Saturday, December 11, 2010

MacBook Pro vs MacBook Air

No longer the nouveau belle of Apple's laptop line, the MacBook Pro has taken the backseat in Apple's advertising push as the company attempts to dazzle the public with the svelte figure of the new MacBook Airs. About two weeks ago, I was forced to decide between the ageing powerhouse Pro and the gorgeous new contender - the Air. My early-2006 polycarbonate MacBook was a mere month away from its 5th birthday, and its meagre hardware specs and dated software were taking their toll.

Originally, my choice was between the 13 inch varieties of both the Air and the Pro. Though, on paper, the choice seemed one of power vs portability, further investigation revealed an entirely different story. Because of its pioneering use of flash storage soldered straight onto the motherboard, the Air was actually just as fast, if not faster than the Pro at many day-to-day tasks. The reason? The MacBook Pro, like most computers, uses a hard drive for storage. Hard drives have moving parts and, as a result, are much slower and less reliable than Solid State Drives (aka Flash). The catch? SSDs are very, very expensive - a 500GB SSD costs around £500 more than a 500GB Hard Drive.

The SSD gave the Air a definitive advantage over the 13 inch Pro - the performance was similar, but the portability and form factor seemed to tip the balance of power toward the Air. Unfortunately, the MacBook Air comes with half the RAM of the Pro (2GB vs 4GB) as standard, with an £80 upgrade for the Air putting them on level footing. A few minutes surfing Apple's website later, I realised that to get a large enough drive and enough RAM, the Air would cost over £400 more than the cheapest Pro. Are the SSD and portability worth that hefty premium? For some, undoubtedly so. But for me, doubt loomed over my shoulder, peering closer with every passing second.

To add insult to injury, I quickly spotted that the maxed-out MacBook Air costed the same amount as a 15 inch MacBook Pro.
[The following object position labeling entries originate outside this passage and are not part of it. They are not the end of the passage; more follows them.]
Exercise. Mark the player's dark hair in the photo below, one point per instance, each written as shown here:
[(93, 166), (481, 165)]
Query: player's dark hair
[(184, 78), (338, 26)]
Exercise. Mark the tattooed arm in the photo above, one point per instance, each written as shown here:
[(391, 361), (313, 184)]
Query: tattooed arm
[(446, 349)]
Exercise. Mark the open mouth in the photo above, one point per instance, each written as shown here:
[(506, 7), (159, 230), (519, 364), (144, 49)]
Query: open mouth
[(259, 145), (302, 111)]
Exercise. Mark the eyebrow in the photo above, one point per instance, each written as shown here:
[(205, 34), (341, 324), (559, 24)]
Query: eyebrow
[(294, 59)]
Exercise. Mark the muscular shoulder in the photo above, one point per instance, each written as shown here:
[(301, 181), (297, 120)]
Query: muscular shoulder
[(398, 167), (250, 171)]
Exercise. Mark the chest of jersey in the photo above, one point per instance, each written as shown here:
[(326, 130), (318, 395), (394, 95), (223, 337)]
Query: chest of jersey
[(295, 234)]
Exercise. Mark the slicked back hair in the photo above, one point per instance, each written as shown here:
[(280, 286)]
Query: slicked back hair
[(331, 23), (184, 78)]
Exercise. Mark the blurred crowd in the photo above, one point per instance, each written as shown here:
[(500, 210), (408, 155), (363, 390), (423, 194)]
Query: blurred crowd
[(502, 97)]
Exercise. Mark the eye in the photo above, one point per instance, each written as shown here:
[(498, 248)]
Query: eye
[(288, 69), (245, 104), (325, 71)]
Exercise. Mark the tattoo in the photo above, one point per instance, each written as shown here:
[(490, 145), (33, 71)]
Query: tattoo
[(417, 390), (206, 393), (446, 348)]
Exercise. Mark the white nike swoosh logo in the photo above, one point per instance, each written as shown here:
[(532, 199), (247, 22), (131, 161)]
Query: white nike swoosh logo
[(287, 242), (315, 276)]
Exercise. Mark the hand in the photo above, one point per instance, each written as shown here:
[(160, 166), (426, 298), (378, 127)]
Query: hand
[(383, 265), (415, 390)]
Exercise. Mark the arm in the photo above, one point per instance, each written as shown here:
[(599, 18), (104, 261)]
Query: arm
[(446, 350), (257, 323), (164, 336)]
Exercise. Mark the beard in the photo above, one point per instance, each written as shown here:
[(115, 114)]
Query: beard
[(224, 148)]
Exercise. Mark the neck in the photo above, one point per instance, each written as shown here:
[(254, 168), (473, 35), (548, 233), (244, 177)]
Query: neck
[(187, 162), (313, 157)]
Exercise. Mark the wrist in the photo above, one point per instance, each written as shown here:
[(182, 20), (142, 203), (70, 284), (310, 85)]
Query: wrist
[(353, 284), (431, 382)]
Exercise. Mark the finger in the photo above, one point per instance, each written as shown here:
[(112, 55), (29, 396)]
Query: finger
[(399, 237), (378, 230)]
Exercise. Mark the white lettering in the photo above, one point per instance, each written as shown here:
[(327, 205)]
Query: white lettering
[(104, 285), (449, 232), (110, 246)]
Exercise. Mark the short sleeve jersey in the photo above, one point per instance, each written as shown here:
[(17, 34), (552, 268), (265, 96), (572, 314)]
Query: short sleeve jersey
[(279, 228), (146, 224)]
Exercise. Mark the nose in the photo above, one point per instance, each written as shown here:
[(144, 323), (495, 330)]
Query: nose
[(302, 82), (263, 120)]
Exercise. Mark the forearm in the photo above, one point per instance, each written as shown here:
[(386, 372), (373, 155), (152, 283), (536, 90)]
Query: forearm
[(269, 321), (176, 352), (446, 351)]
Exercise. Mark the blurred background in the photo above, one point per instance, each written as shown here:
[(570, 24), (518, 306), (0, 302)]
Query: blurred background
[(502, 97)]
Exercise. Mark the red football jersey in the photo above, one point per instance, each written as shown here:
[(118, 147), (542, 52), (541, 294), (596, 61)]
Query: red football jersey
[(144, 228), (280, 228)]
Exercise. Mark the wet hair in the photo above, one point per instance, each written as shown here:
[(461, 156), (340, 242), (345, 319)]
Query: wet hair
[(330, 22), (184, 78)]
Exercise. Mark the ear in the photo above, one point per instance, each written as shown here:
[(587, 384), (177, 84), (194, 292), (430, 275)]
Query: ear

And therein lay my answer. The Core i5 processor found in the base 15 inch Pro easily bested the Core 2 Duo processors found in the Air and 13 inch Pro models. 4GB of RAM came standard, as did a hard drive larger than that on the Air and the Pro.


The extra screen real-estate, the extra ports, the faster processor and the equal price tag of the 15 inch Pro easily bested the thin frame and ultra-portable design of the MacBook Air.

A further analysis of my time using the 15 inch Pro is coming soon. Two main points stand out however:

a) Those two inches make an unbelievable amount of difference to the experience of using the screen

b) During graphics intensive tasks, especially gaming, the heat of the laptop is such that it may leave you without a lap. Or a top.